I VISCONTI DI MODRONE

In 1834, Maria Teresa Viani Dugnani sold the building complex to Don Carlo Finelli, who, however, a few years later (it was 1840) resold it, for 750,000 Milanese lire, to Uberto Visconti di Modrone, of noble origins (the Visconti di Modrone are a collateral branch of the Visconti, lords of Milan) and well-known textile entrepreneur, as well as patron of La Scala.

After a series of expenses for modernization and improvements, the building becomes a source of income for the noble family, who decides to rent out the various apartments created in the building. Among the works to make the sumptuous spaces more attractive to the upper middle class, we mention the heating of the rooms and the water-sanitary systems: the fireplaces are flanked by the Franklin stoves, a fireplace with pipes is placed in the kitchen to bring the hot air into the apartment, the bathrooms are equipped with latrines, a tap for cold water and a hot water system.

Even the variations in the taste of furnishings and the way of living have influenced the different destination of some rooms. The division into housing units has led to some changes in the parts used for services, but overall, in the descriptions of the apartments, the rooms of the eighteenth-century articulation are still partly to be found.

Between 1907 and 1908 Giuseppe Visconti di Modrone undertook further building works of considerable importance, both to divide the various housing units differently, and to improve their use in the light of the new housing standards. The works are designed by the architect Alfredo Campanini.

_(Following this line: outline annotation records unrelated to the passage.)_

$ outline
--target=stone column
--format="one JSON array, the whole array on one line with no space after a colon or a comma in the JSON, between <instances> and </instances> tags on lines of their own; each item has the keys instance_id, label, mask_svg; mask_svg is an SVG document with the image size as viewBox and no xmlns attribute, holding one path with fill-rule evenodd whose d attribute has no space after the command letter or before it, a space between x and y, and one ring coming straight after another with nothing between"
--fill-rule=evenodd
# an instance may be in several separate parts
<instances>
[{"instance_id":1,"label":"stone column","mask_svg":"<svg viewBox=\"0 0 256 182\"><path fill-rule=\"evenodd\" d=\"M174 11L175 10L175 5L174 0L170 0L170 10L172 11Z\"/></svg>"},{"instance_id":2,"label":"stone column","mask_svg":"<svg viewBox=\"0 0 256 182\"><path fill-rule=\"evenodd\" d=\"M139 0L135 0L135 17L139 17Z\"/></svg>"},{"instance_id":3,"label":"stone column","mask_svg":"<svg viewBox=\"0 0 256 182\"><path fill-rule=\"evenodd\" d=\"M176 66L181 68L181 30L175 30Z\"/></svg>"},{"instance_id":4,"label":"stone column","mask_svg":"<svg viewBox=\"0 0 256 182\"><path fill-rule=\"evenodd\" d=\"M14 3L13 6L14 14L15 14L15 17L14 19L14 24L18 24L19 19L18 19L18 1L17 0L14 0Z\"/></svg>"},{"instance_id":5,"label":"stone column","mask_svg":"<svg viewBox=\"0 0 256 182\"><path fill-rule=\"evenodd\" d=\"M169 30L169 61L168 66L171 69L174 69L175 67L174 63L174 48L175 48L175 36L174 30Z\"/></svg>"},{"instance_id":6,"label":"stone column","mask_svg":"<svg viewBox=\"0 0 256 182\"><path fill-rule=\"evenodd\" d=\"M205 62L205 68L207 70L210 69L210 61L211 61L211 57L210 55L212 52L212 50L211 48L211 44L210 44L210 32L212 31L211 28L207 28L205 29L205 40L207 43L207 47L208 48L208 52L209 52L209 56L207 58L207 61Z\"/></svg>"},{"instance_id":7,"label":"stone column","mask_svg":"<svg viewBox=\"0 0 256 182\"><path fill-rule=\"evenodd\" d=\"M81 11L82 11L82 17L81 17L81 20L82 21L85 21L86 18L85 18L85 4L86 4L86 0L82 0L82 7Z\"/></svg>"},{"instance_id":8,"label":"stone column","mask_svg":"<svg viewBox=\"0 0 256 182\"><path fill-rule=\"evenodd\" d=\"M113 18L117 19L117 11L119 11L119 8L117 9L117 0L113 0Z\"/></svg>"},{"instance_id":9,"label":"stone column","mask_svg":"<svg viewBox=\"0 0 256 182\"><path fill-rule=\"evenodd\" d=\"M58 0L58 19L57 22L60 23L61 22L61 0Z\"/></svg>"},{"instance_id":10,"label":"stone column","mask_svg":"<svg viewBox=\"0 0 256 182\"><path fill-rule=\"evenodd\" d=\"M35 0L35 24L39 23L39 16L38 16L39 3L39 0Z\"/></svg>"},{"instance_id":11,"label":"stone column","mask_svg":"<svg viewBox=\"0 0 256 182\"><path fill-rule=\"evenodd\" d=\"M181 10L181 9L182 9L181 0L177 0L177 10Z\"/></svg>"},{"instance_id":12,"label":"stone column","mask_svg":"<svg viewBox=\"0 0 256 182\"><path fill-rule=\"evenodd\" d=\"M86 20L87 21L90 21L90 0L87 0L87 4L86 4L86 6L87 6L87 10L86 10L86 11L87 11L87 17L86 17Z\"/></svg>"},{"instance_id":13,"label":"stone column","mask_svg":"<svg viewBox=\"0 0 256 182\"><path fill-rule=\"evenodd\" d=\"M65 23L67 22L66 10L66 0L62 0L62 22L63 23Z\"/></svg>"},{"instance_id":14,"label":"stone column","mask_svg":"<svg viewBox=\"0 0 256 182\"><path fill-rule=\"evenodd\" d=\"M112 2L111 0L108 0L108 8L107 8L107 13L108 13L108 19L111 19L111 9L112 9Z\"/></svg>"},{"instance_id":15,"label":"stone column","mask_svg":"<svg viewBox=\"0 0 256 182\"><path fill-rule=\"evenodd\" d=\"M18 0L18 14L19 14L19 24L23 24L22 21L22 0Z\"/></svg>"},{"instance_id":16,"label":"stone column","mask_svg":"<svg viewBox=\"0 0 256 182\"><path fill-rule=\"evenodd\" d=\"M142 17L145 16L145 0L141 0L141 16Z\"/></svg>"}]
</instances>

Furthermore, he commissioned Gersam Turri, a Legnanese painter well known and appreciated for his ability to interpret the Baroque style, to fresco the ceiling of the ballroom. Among the numerous pictorial works that the artist from Legnano executed in those years in noble palaces and religious buildings, this is considered his masterpiece.

THE CARLO ERBA FOUNDATION

This Milanese institution, which has been operating for more than forty years, bears the name of one of the protagonists of technical and scientific progress and industrial development in Italy in the nineteenth century.

Carlo Erba was not only the greatest pioneer of the chemical pharmaceutical industry in our country, but he was also one of the promoters of other important industrial, cultural and educational initiatives, including the establishment of the Edison electricity company and the “Carlo Erba Electrotechnical Institution” at the Milan Polytechnic (1886), which he largely endowed. It was therefore natural to name an initiative with cultural and scientific aims after Carlo Erba conceived and promoted in 1959 by the company Carlo Erba s.p.a. and by its Managing Director, Edoardo Visconti di Modrone Erba. The  Visconti family made available a splendid headquarters at the Palazzo Visconti in Milan, and allowed the Foundation to adorn itself with the Biscione, a historic component of the family’s coat of arms.

The institution, which had already been operating for some time, acquired its independence through the establishment in 1975 by Montedison s.p.a. and Carlo Erba s.p.a., of the Carlo Erba Foundation, which obtained legal recognition in 1982 (Presidential Decree n. 365 of 23.3.1982). Subsequently, both Montedison s.p.a. that Carlo Erba s.p.a. merged with other companies.

The Carlo Erba Foundation initially concentrated its activity in the various fields of medical and pharmaceutical science.

From the outset it constituted in this field, and still represents, a point of reference, meeting and stimulus for the Italian and international scientific community, mainly through the organization of a large number of conferences and conventions, to which they freely give their contribution by illustrious exponents of the sectors concerned from time to time, and which all those who intend to do so can attend without any restriction and without expense.

PALAZZO VISCONTI TODAY

Palazzo Visconti today, after the important conservative interventions and restorations carried out in the last 10 years, retains all its charm and all the magic of a historic setting.

The rooms located on the noble floor and owned by Socrea are made available to the public certain of being able to find themselves in a unique atmosphere of its kind.